MLB rejected the Rays' plan to split team with Montreal. Where do they go next?

Two-and-half years after Major League Baseball gave the Tampa Bay Rays its blessing to explore splitting the team’s home games between a forthcoming open-air stadium in the Tampa area and a forthcoming open-air stadium in Montreal, the league has reversed course and shut down the controversial sister-city experiment.

In spite of what seemed like insurmountable logistical issues, Rays majority owner Stuart Sternberg told reporters after the news broke that he was “all in on this last plan.”

“I'm not necessarily an all-in guy, we always keep one eye on the present and one on the future. This was something where we really just completely pushed our chips in for the sister city,” Sternberg said in a Zoom call Thursday afternoon.

Indeed, less than 10 days ago, the Tampa Bay Times published a letter signed by 39 local business leaders backing the plan. (Which does not, of course, reflect support of the fan base. “The good majority of people I talk to are not excited by the idea,” Tampa City Council member Luis Viera told the newspaper.)

Sternberg called the news “flat-out defeating,” “painful,” and, asked if he felt betrayed by his fellow team owners on the league’s executive council that rejected the plan, he said “that’s a word. That’s a word.”

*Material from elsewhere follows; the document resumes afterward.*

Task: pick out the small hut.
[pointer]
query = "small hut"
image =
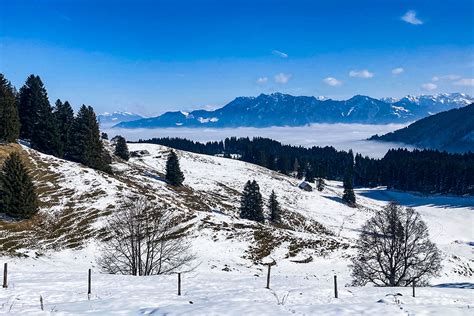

Winning hasn't led to fans for Rays

The Rays have played at Tropicana Field in St. Petersburg, Florida, since the team debuted in 1998. The dated stadium, which is separated from downtown Tampa by narrow causeways, has long been cited as a source of the team’s disappointing attendance numbers. Even as the Rays’ on-field innovations have turned them into perennial league leaders, their attendance has ranked near the bottom in baseball. Last season, their home average of around 9,500 fans put them 28th overall. The Rays finished with the best record in the American League, for the second straight year.

The lease on the Trop expires after 2027, and where the team will play next has been an ongoing source of consternation in baseball. The Rays have repeatedly tried and failed to get new stadiums built in the area and after the last attempt in Ybor City fell apart over financing, the Rays have spent the past two years insisting that the market can’t sustain a full-time baseball team.

Now, with his sister-city future dashed, Sternberg struggled to reconcile that stance with a need to appeal to his current market.

“It's a great area,” he said. “Whether it can handle 81 games of baseball and all that encompasses: fans every night and sponsorships, it just hasn't been, you know, that hasn't happened to the point.”

Time is ticking. The Tampa Bay Times estimates that the Rays need to have a plan for a stadium in place by 2023 to be ready for 2028.

“So we are going to be looking for a new venue,” Sternberg said. Naturally, the question is: Where?

Do Rays have a future in Tampa?

Commissioner Rob Manfred has repeatedly said that the league can’t expand until the Rays — and the Oakland A’s — sort out their stadium woes. If not a tacit endorsement of the process, this at least has left open the ability of team owners to leverage the threat of relocation for greater financial support from the current cities when it comes to building a new stadium. The Montreal plan, in all its absurdity, initially looked like a Raysian riff on that tactic.

And yet Sternberg says now, “I've never threatened to move the team out of the region.”

“That seems to be 101 in the playbook of getting stadiums and arenas built,” he said. “It just hasn't been my way to this point. And people have advised me to do that.”

Of course, telling someone you haven’t threatened them yet — and, indeed, have magnanimously resisted the obvious and apparently advisable temptation to do so — can read a little like a threat when delivered alongside the news that your preferred plan has fallen through. In fact, if the split-city plan wasn’t extortion, Sternberg himself seems to admit that it functioned as such.

He said that their previous attempts to get a stadium built in Tampa or St. Pete were met with little (ostensibly financial) support.

“A lot of the people who spoke up this time in favor of this, maybe they spoke up only because they really genuinely thought they were going to lose the team,” Sternberg said, like a guy benefiting from the implicit threat a rival city posed.

“So maybe, if nothing else comes out of this than the idea that people are a little more attuned to what's going on, or move the ball along, that could be helpful whether it's in Tampa or St. Pete.”

The news that the Rays would not become de facto dual citizens was met largely with a collective “of course?” on Twitter. But Sternberg seemed to think that sort of naysaying is indicative of a lack of vision, a hesitancy to pave a new path of team-dom not reliant on a single municipal allegiance.

“Personally,” he maintained, “I happen to think that partial seasons are going to be the wave of the future in professional sports.”